LongMemEval Final Results
| Single-session User | Single-session Assistant | Single-session Preference | Knowledge Update | Temporal Reasoning | Multi-session | Overall |
|---|---|---|---|---|---|---|
| 95.7% | 100.0% | 93.3% | 93.6% | 88.0% | 81.2% | 89.8% (+4.8%) |
LoCoMo Final Results
| Single-Hop | Multi-Hop | Open Domain | Temporal | Overall |
|---|---|---|---|---|
| 78.7% | 70.8% | 92.4% | 85.4% | 87.1% (+0.8%) |
System Comparison
| System | LoCoMo Score | LongMemEval Score | Memory Architecture | Retrieval Strategy | Querying Method |
|---|---|---|---|---|---|
| Backboard | 90.0% | 93.4% | Hybrid (Temporal + Vector) | Parallel | Query Reinjection |
| Hindsight | 89.61% | 91.4% | Hybrid (Graph + Vector) | Parallel | Query Reinjection |
| Memanto | 87.1% | 89.8% | Vector Only | RAG | Single Query |
| EmergenceMem | — | 86.0% | Hybrid (Graph + Vector) | Parallel | Multi-Query |
| Supermemory | — | 85.2% | Hybrid (Graph + Vector) | Parallel | Multi-Query |
| Memobase | 75.8% | — | Hybrid (Graph + Vector) | Parallel | Single Query |
| Zep | 75.1% | 71.2% | Hybrid (Graph + Vector) | Parallel | Single Query |
| Letta | 74.0% | — | Local Filesystem | RAG | Query Reinjection |
| Full context | 72.9% | 60.2% | Full Context | Full Context | Single Query |
| Mem0 G | 68.4% | — | Hybrid (Graph + Vector) | Parallel | Single Query |
| Mem0 | 66.9% | — | Vector Only | Parallel | Single Query |
| LangMem | 58.1% | — | Vector Only | RAG | Single Query |
The Overhead and Latency Trade-off
As the comparison table illustrates, top scores in agentic memory benchmarks are usually achieved through extensive architectural complexity. Most top-performing systems rely on hybrid setups combining Knowledge Graphs with Vector Databases.

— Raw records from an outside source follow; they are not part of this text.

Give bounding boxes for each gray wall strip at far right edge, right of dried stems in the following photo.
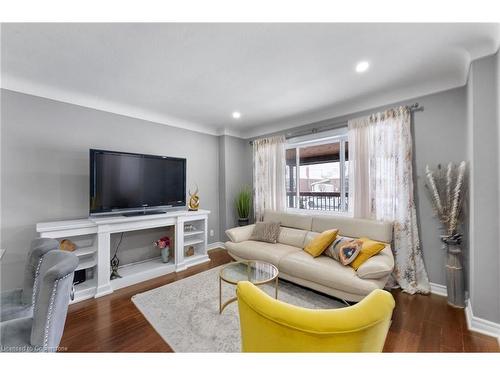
[468,53,500,323]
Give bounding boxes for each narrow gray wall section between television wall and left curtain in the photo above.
[219,136,252,241]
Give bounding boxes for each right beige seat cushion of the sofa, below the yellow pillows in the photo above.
[278,251,378,295]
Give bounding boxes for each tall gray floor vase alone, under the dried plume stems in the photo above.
[446,244,465,308]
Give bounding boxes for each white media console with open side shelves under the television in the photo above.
[36,210,210,302]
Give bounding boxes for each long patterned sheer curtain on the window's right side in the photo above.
[348,107,430,294]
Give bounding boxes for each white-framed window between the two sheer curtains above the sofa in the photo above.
[286,129,349,212]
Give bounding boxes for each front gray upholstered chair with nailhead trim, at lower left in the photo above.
[0,250,78,352]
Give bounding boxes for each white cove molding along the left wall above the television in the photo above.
[1,74,219,136]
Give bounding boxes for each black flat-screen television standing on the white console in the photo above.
[89,149,186,215]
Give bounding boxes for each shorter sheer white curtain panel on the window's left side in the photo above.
[253,136,286,221]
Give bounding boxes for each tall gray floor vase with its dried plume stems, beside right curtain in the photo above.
[425,161,466,307]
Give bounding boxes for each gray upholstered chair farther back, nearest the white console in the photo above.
[0,238,59,322]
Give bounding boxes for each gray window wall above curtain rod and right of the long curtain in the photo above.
[252,87,467,285]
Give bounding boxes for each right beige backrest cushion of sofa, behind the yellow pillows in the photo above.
[311,215,392,243]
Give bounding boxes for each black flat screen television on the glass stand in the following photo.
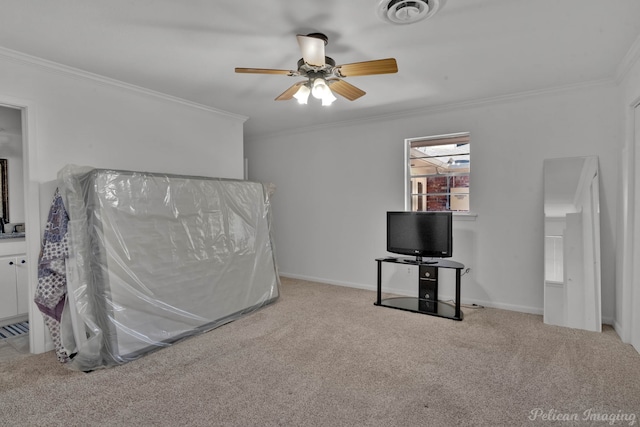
[387,211,453,263]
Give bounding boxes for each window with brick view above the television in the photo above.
[405,133,471,212]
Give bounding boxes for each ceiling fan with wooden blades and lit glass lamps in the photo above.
[236,33,398,105]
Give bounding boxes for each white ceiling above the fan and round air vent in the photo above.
[0,0,640,138]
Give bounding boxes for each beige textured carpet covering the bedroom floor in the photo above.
[0,279,640,426]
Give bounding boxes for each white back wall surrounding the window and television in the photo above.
[245,85,621,321]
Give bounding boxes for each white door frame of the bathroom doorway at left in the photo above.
[0,94,47,353]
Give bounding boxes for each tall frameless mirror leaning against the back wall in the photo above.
[544,156,602,332]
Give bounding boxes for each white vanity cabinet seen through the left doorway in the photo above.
[0,245,29,322]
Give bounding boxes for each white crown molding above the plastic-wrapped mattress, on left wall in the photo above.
[0,47,249,123]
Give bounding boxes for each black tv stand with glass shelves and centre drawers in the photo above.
[374,257,464,320]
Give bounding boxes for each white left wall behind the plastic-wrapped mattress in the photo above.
[0,49,246,352]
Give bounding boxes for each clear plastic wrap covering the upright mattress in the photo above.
[58,166,280,371]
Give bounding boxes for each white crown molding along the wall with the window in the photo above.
[245,79,617,141]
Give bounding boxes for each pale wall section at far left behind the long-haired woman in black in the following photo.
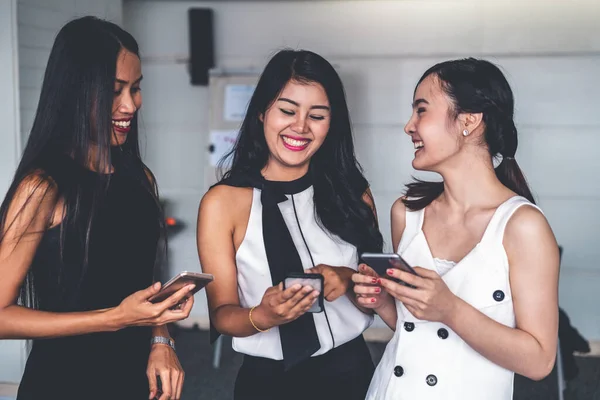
[0,0,122,382]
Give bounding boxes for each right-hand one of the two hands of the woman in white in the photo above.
[381,267,457,324]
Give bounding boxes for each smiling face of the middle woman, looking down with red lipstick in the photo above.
[261,80,331,176]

While these methods may yield high benchmarks, they force a severe trade-off in operational overhead. Knowledge graphs, don't just magically map connections. Every time new conversational data is ingested, the framework must invoke an LLM to read the message, extract relevant entities, and define the relationships connecting them. This turns the simple act of saving a memory into a compute-heavy, synchronous process that utilizes tokens and incurs latency before the agent has even answered the user's question.
Beyond ingestion, retrieval itself introduces penalties. Multi-query and recursive generation strategies multiply the number of LLM inference calls required per user interaction, significantly increasing response times in production environments.
In contrast, Memanto simply ingests raw conversational chunks directly into its vector store, bypassing the LLM extraction tax entirely. Despite relying on this instant ingestion and a single unified query on retrieval, Memanto achieves state-of-the-art accuracy 89.8% on LongMemEval and 87.1% on LoCoMo. This demonstrates that heavily optimized semantic retrieval can match and often beat complex orchestration without forcing developers to pay a compounding latency and token tax.
The Future of Agentic AI Memory
The next phase of agentic AI will not be won by the most complicated memory diagram. It will be won by architectures that balance retrieval quality and reasoning performance with low inference costs and minimal latency at production scale. Our results suggest that strong, highly-optimized semantic infrastructure can already deliver state-of-the-art memory performance without forcing heavy graph orchestration or expensive recursive LLM loops.
Going forward, the path is simple: keep the memory system lean, make retrieval consistent and accurate, and track results with clear benchmarks. While complex architectures can work, they come at a premium in both compute and latency. Hitting 89.8% on LongMemEval and 87.1% on LoCoMo with Memanto proves that highly optimized retrieval can achieve state-of-the-art accuracy without forcing developers to pay for that premium.